In the following table, contact information relevant to the page. The first column is for visual reference only. Data is in the right column.
|Job title:||Senior Lecturer in Pure Mathematics|
|Division:||Department of Mathematics|
|Organisation:||Imperial College London|
|Tags:||Fellowship: Early Career Fellowship, Imperial College London|
|Related theme:||Mathematical sciences|
I obtained a PhD in mathematics from Stony Brook University in 2009, following BSc and MSc degrees from Sharif University in Iran. I held research positions at University of Warwick (Leverhulme Trust fellowship), Universite Paul Sabatier in Toulouse, and Imperial College London (Chapman fellow).
The interface of analysis, geometry and combinatorics is manifested in rich mathematical structures as in Kleinian groups and hyperbolic manifolds; stochastic Loewner evolutions and conformal invariants; or as in low-dimensional analytic dynamics, to name a few.
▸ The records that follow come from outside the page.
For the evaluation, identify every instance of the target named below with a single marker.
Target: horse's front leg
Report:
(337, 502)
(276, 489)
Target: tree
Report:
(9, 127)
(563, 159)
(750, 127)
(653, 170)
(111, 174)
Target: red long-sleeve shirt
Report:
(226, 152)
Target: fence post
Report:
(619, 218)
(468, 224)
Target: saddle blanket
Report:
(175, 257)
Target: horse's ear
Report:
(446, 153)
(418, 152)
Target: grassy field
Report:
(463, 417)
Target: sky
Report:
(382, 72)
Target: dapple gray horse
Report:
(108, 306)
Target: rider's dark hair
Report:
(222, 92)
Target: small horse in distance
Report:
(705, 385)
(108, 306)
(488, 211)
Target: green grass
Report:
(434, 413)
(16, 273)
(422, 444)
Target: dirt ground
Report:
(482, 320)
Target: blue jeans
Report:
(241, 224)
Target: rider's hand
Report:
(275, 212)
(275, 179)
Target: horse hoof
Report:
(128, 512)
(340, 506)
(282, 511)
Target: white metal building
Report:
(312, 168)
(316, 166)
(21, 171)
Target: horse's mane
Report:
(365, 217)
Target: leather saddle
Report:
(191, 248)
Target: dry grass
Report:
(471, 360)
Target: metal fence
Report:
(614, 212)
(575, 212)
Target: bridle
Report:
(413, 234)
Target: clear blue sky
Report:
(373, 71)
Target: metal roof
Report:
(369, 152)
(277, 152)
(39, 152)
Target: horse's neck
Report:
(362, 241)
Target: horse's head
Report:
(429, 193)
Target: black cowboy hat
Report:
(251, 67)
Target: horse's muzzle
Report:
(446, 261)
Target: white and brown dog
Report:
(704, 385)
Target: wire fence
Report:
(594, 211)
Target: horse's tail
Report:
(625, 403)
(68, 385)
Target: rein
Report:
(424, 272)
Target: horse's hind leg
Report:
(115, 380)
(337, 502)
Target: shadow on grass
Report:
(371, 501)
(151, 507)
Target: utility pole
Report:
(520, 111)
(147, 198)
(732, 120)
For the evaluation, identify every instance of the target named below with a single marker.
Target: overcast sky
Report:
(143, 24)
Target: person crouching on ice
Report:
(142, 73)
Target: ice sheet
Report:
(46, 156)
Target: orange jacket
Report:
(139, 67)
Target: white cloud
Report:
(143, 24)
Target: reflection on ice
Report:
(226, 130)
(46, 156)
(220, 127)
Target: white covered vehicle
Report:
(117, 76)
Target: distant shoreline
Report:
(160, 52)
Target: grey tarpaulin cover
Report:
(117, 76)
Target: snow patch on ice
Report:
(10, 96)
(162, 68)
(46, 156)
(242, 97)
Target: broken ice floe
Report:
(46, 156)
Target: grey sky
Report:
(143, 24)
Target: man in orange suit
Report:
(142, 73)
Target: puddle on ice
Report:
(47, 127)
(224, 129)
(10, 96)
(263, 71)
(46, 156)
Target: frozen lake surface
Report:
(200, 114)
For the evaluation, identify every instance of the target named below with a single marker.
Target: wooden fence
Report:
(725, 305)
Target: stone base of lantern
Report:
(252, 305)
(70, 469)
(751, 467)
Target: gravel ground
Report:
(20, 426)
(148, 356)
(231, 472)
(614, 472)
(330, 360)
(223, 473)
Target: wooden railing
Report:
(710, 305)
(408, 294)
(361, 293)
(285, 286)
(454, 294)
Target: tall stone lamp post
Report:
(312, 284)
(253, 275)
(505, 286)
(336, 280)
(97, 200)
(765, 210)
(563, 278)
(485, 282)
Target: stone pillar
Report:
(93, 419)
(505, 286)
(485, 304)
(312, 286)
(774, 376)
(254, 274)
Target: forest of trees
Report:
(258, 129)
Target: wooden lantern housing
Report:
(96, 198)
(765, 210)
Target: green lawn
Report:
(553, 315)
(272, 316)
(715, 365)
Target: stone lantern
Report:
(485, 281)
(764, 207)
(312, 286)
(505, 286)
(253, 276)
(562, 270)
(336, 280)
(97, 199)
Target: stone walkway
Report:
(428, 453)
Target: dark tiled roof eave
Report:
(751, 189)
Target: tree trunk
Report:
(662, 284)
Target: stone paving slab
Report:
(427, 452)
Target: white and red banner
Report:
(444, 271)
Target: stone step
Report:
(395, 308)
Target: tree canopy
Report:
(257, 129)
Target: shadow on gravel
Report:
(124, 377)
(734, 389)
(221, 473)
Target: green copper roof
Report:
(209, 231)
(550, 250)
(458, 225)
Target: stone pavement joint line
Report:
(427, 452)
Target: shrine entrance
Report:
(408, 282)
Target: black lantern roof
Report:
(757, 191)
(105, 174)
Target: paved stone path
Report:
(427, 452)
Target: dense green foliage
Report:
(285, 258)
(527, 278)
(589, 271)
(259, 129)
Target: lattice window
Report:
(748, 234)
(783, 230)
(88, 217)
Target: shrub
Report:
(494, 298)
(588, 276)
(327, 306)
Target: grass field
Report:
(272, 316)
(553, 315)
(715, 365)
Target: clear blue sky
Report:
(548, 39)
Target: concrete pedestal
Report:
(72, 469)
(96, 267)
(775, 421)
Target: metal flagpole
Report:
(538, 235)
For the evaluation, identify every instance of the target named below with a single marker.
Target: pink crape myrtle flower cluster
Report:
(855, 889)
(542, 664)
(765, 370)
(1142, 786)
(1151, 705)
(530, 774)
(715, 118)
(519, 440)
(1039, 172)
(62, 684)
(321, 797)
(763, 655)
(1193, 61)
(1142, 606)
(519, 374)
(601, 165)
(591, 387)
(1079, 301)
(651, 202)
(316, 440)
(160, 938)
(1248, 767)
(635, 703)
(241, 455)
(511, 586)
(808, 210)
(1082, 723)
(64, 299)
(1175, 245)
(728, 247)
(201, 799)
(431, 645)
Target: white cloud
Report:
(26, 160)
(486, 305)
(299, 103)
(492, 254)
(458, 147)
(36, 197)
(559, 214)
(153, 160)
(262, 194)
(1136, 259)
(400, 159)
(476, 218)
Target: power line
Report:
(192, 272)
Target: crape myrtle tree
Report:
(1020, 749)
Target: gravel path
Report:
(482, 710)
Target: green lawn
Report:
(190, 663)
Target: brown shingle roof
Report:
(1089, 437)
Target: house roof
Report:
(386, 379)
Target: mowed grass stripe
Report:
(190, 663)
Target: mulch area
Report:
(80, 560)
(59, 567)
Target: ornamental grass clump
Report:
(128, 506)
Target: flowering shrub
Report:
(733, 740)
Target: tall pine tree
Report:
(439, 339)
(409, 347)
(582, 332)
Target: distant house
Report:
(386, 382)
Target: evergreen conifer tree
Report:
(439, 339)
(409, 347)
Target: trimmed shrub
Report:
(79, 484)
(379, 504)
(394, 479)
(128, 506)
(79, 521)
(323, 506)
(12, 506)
Ideas have been translated from one area to the other, resulting in major progresses in a seemingly different area.
Low-dimensional analytic dynamics has gone through an extremely creative phase of developments over the last three decades. This has led to deep connections to many areas of mathematics, including, complex analysis, complex geometry, Teichmuller theory, non-linear partial differential equations, geometric group theory, and number theory. Despite all this activity, a number of questions have proved to be extremely difficult.
The main theme of the proposed research is to develop a theory based on a (near-parabolic) renormalization operator to investigate two types of problems in low dimensional analytic dynamics. One is the local (and global) dynamics of a class of holomorphic germs tangent to an irrational rotation that have remained mysterious to date. The second type of questions concerns families of analytic transformations. These are often concerned with "the geometric, analytic and measurable features of the set of transformations with a certain dynamical property in a given family.
Often, such features at fine scales are independent of the particular family of maps (universality). The non-linear nature of the operator acting on an infinite dimensional function-space (dynamical systems) makes the method challenging and interesting to study.
Career benefits of Fellowship
The EPSRC fellowship provides the resources to fully devote myself to a long-term and ambitious research program, a task that would not happen otherwise.